Un ruolo determinate lo ha anche l’elettorato naturalmente. Quasi tutte le donne si dichiarano favorevoli alle quote rose, ma al momento del voto è chiaro che tutto questo non si traduce nella volontà di mandare al governo delle donne. A Messina, per esempio, su 100 mila votanti la metà erano donne, ma il voto come abbiamo visto si è concentrato per lo più sugli uomini.
Il prossimo banco di prova importante saranno le amministrative in città nella prossima primavera. In quel caso si voterà come cinque anni fa, con la doppia preferenza di genere che per il consiglio comunale prevede un voto obbligatorio per un uomo e uno per una donna. Anche in quel caso il rischio “riempilista” sarà altissimo, ma l’esperienza recente ha dimostrato che a parità di condizioni le donne che vogliono realmente fare politica non avrebbero neanche bisogno di quote rosa. Per esempio alle amministrative del 2013 Emilia Barrile fu la consigliera più votata dei 40 eletti.

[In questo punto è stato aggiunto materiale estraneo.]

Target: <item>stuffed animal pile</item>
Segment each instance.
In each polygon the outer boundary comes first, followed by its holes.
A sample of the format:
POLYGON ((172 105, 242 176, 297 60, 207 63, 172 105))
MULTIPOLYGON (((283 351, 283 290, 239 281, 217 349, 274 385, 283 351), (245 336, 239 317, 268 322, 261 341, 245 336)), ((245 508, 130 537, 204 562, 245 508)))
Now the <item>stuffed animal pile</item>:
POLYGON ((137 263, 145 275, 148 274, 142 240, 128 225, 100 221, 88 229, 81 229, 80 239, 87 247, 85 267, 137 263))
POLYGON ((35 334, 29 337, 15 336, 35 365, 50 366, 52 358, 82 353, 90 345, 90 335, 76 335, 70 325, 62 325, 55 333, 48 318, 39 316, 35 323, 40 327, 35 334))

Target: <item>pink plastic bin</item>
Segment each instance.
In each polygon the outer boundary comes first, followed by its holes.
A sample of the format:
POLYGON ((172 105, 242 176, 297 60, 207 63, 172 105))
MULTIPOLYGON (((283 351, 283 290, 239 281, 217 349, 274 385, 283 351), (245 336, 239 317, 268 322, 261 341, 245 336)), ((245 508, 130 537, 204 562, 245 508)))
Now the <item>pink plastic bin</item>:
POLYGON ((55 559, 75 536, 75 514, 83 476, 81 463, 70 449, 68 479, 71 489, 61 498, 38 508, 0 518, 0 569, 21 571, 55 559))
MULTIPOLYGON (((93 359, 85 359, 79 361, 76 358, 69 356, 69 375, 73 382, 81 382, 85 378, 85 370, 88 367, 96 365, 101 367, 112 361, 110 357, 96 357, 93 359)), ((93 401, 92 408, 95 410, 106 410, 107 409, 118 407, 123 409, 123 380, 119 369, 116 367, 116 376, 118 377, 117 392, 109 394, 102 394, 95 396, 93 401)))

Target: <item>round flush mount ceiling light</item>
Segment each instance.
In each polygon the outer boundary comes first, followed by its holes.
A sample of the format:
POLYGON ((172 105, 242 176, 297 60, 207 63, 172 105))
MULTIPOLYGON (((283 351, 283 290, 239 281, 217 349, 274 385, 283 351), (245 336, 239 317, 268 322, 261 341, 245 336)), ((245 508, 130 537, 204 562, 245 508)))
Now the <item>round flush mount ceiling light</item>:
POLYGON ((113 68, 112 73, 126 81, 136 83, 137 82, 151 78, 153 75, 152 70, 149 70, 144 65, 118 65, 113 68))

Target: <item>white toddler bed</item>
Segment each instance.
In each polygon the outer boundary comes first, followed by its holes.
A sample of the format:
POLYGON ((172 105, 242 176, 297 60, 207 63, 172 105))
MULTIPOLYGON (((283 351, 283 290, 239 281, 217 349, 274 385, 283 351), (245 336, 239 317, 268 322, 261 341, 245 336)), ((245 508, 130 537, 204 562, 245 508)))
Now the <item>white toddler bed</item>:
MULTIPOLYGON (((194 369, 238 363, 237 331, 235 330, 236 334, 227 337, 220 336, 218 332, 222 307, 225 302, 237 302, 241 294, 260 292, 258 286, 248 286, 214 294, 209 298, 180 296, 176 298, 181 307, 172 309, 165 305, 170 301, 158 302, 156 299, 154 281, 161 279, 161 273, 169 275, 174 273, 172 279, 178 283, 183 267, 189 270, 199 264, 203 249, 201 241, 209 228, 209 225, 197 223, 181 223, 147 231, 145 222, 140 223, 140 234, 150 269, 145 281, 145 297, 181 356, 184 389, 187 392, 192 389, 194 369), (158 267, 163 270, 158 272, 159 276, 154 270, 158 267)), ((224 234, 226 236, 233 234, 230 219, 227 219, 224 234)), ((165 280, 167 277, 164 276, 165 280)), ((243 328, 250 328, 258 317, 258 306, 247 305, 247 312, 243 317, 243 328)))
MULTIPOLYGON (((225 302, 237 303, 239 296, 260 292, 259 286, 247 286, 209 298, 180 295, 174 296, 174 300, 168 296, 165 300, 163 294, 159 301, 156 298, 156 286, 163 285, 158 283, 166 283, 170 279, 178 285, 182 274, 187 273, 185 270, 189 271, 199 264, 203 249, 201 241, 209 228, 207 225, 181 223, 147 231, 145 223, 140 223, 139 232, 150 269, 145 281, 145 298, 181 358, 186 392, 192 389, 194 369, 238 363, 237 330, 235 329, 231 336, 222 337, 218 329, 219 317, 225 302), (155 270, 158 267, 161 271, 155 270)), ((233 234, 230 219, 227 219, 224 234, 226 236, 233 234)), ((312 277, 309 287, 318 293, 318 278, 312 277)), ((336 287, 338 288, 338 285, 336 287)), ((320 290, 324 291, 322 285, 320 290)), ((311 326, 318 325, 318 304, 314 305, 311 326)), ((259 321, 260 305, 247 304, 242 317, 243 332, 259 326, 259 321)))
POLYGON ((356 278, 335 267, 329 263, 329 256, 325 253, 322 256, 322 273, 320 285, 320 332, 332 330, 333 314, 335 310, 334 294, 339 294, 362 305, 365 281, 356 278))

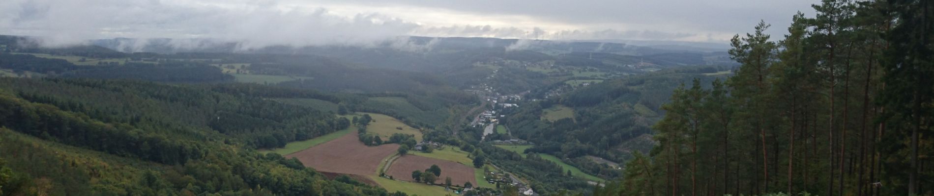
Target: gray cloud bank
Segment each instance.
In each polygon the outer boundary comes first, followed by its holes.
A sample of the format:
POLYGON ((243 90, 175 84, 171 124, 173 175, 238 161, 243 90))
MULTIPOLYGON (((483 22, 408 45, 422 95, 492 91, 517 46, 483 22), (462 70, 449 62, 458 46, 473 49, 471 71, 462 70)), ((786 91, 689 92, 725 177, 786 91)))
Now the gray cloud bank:
MULTIPOLYGON (((401 3, 410 3, 400 1, 401 3)), ((372 2, 364 2, 372 3, 372 2)), ((558 4, 561 5, 561 4, 558 4)), ((446 7, 461 5, 417 5, 446 7)), ((473 6, 463 6, 473 10, 473 6)), ((502 7, 480 13, 502 13, 502 7)), ((518 13, 545 16, 527 8, 518 13)), ((543 8, 543 11, 548 11, 543 8)), ((474 10, 476 11, 476 10, 474 10)), ((568 13, 556 14, 570 21, 588 19, 568 13)), ((783 13, 785 14, 785 13, 783 13)), ((790 14, 786 13, 790 18, 790 14)), ((545 17, 548 18, 548 17, 545 17)), ((596 20, 601 21, 601 20, 596 20)), ((0 2, 0 33, 31 35, 44 46, 87 44, 89 39, 136 38, 121 46, 134 50, 147 39, 171 38, 179 47, 198 47, 210 39, 235 42, 242 49, 269 46, 306 46, 319 45, 367 46, 394 42, 403 35, 499 37, 519 39, 594 40, 681 40, 707 37, 702 33, 669 33, 652 30, 545 31, 540 28, 492 27, 489 25, 427 26, 380 13, 339 16, 326 8, 304 8, 263 0, 5 0, 0 2)))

E se evidentemente nel formulare le liste ancora oggi in Sicilia l'operazione marketing elettorale si concentra sempre sull'uomo, anche se "impresentabile", e non siamo pronti ad una candidatura al femminile per Palazzo d'Orleans, Messina potrebbe provare a cercare il suo primo sindaco donna. Un "candidato rosa" da cercare tra le tante professionalità, esperienze e competenze al femminile che offre la città dello Stretto potrebbe rappresentare una scelta coraggiosa e controtendenza, ma anche una mossa intelligente in chiave di risposta elettorale.